L’augmentation du nombre de voyageurs, évaluée notamment à 40 % sur la période 2002-2007 dans le Bade-Wurtemberg, en constitue l’un des indicateurs. Les représentants fribourgeois de Pro Bahn conviennent néanmoins que le nouveau système n’a pas réglé toutes les difficultés : « Vu les intérêts divergents du gouvernement fédéral et des Länder, un des grands problèmes du moment porte sur les financements à venir des infrastructures et de l’exploitation. Les économies que l’on espère réaliser à l’occasion des futurs appels d’offres devraient être revues la baisse ! »
L’an passé, le trafic ferroviaire régional en Bade-Wurtemberg a atteint un total de 65,354 millions de trains-km pour lesquels le Land a versé une contribution globale de 598,8 millions d’euros aux différents opérateurs. Soit une « subvention » moyenne de 9,16 euros pour faire rouler un train sur un kilomètre.
Le changement de majorité politique intervenu voilà dix-huit mois à Stuttgart n’a pas été sans impact sur la bonne marche des appels d’offres : « Du nouveau personnel a été nommé qui a voulu tout reprendre à zéro. Les choses ont donc pris du retard », déplore M. Gaschick. Quant au comité d’usagers, institué par le nouveau gouvernement début 2012 pour le conseiller dans ses choix, il n’a pas encore, selon Pro Bahn, produit de résultats concrets.

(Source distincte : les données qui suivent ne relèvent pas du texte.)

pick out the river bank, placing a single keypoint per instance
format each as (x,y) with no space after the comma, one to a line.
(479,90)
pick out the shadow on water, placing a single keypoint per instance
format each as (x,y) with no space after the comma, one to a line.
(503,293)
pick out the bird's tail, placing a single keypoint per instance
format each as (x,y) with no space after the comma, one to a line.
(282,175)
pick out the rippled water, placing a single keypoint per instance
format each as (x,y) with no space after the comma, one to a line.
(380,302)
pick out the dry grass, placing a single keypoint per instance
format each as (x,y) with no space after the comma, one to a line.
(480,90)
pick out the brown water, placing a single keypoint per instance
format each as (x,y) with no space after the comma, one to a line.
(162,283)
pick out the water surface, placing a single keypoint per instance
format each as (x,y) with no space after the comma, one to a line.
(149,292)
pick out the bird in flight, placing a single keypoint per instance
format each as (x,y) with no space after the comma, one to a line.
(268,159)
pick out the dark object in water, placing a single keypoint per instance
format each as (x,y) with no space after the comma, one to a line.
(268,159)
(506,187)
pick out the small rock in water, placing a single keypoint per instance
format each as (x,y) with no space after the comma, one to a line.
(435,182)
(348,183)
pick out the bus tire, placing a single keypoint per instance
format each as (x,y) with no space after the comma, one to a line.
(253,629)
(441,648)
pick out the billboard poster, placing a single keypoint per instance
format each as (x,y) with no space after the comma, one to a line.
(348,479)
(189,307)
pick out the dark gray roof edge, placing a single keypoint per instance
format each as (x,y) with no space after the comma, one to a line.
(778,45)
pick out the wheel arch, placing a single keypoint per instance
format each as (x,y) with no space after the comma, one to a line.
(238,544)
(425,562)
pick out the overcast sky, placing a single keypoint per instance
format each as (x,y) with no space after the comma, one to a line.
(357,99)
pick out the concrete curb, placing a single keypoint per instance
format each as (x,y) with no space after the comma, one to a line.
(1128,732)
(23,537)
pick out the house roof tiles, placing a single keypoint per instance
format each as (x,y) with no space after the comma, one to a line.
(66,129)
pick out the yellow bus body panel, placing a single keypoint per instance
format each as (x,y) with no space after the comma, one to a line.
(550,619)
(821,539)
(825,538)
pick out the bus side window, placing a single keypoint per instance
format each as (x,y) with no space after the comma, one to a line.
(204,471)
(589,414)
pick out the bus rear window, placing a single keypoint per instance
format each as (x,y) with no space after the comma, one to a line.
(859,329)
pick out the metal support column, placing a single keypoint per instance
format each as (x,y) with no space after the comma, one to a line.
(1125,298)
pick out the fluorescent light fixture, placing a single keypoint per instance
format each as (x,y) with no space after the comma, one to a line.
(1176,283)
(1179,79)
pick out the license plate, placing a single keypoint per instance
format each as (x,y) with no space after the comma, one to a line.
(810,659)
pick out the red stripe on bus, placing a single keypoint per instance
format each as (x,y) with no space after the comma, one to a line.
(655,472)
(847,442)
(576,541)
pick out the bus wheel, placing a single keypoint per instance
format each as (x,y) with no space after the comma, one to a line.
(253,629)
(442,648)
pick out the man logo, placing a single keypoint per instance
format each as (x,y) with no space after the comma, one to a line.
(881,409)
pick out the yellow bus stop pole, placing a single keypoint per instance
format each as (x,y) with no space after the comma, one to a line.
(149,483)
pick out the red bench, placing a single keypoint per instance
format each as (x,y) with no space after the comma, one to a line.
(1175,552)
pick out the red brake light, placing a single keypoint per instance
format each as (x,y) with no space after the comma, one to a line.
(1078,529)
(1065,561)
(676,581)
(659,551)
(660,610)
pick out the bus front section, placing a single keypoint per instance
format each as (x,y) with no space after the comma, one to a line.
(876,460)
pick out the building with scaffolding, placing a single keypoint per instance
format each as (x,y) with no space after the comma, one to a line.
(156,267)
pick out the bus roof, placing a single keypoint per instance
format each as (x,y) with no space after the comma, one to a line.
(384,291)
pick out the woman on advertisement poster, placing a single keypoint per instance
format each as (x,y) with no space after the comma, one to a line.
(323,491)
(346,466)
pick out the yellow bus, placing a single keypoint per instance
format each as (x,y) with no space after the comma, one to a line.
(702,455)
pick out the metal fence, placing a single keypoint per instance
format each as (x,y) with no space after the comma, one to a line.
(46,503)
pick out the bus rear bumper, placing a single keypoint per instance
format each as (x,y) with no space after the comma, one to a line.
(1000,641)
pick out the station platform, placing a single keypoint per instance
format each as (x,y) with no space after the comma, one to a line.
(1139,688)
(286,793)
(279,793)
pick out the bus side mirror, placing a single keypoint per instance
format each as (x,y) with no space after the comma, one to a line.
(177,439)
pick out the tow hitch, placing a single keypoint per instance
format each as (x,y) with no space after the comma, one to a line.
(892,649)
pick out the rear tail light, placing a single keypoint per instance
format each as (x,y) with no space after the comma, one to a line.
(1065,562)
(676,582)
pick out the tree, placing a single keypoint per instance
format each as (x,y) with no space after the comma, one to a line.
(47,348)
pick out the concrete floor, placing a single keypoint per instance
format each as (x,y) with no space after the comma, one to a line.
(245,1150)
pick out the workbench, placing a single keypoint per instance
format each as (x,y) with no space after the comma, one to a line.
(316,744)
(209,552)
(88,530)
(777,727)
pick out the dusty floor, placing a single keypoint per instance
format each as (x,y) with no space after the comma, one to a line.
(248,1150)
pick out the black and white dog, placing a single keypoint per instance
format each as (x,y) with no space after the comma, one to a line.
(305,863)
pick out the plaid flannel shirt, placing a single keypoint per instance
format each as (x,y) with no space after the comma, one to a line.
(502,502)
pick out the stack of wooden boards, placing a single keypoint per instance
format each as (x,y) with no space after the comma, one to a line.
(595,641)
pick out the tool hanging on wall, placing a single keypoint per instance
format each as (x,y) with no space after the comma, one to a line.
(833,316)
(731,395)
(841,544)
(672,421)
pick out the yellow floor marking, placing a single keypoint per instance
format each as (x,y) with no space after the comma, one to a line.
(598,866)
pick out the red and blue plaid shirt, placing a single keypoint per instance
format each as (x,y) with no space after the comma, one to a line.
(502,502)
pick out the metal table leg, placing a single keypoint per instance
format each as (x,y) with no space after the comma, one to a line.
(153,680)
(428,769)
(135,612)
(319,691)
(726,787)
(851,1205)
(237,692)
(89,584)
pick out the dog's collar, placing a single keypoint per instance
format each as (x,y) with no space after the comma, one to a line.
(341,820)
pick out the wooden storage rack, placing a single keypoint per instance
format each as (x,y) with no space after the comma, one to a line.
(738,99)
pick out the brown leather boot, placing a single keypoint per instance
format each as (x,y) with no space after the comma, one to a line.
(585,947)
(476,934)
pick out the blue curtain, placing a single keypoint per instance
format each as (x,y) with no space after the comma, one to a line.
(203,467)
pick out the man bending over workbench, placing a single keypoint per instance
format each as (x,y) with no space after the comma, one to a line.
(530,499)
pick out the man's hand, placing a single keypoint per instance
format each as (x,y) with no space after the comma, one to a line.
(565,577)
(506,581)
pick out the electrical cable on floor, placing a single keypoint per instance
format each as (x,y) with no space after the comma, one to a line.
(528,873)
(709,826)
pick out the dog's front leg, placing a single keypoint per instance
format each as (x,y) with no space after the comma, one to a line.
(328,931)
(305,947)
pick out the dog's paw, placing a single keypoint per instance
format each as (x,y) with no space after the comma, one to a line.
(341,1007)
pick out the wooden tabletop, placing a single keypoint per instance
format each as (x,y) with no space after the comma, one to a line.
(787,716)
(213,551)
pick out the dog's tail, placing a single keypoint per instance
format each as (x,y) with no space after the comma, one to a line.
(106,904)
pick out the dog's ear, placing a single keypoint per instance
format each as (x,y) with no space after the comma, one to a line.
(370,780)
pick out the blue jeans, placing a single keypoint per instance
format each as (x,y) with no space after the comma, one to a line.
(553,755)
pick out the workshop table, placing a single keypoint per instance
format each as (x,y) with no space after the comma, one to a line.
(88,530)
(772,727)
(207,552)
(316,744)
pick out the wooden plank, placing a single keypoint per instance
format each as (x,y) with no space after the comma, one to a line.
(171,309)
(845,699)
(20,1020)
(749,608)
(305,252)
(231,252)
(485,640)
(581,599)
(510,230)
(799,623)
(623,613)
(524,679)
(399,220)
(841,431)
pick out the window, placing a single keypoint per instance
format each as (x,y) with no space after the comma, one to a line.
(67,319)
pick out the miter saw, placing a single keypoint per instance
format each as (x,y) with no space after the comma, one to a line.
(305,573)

http://www.dna.fr/economie/2012/10/30/l ... 8BE857374D
Rien n’oblige les Länder à lancer des appels d’offres. Si bien qu’en 2010, seul 30 % du réseau régional allemand avait été mis en concurrence. De plus, les opérateurs alternatifs candidats aux appels d’offres doivent remplir certaines conditions, notamment être en mesure d’investir dans l’acquisition de leur propre matériel roulant. « Ce ticket d’entrée se révèle un des principaux problèmes pour les groupes privés », observe-t-on chez les cheminots CFTC d’Alsace
Par ailleurs, depuis 1994, la DB recrute ses cheminots sous contrat privé. Ceux arrivés avant cette date ont gardé leur statut de fonctionnaire mais ont été transférés dans une structure publique. Celle-ci met son personnel à disposition de l’entreprise aux tarifs du secteur en prenant éventuellement en charge la différence de coût.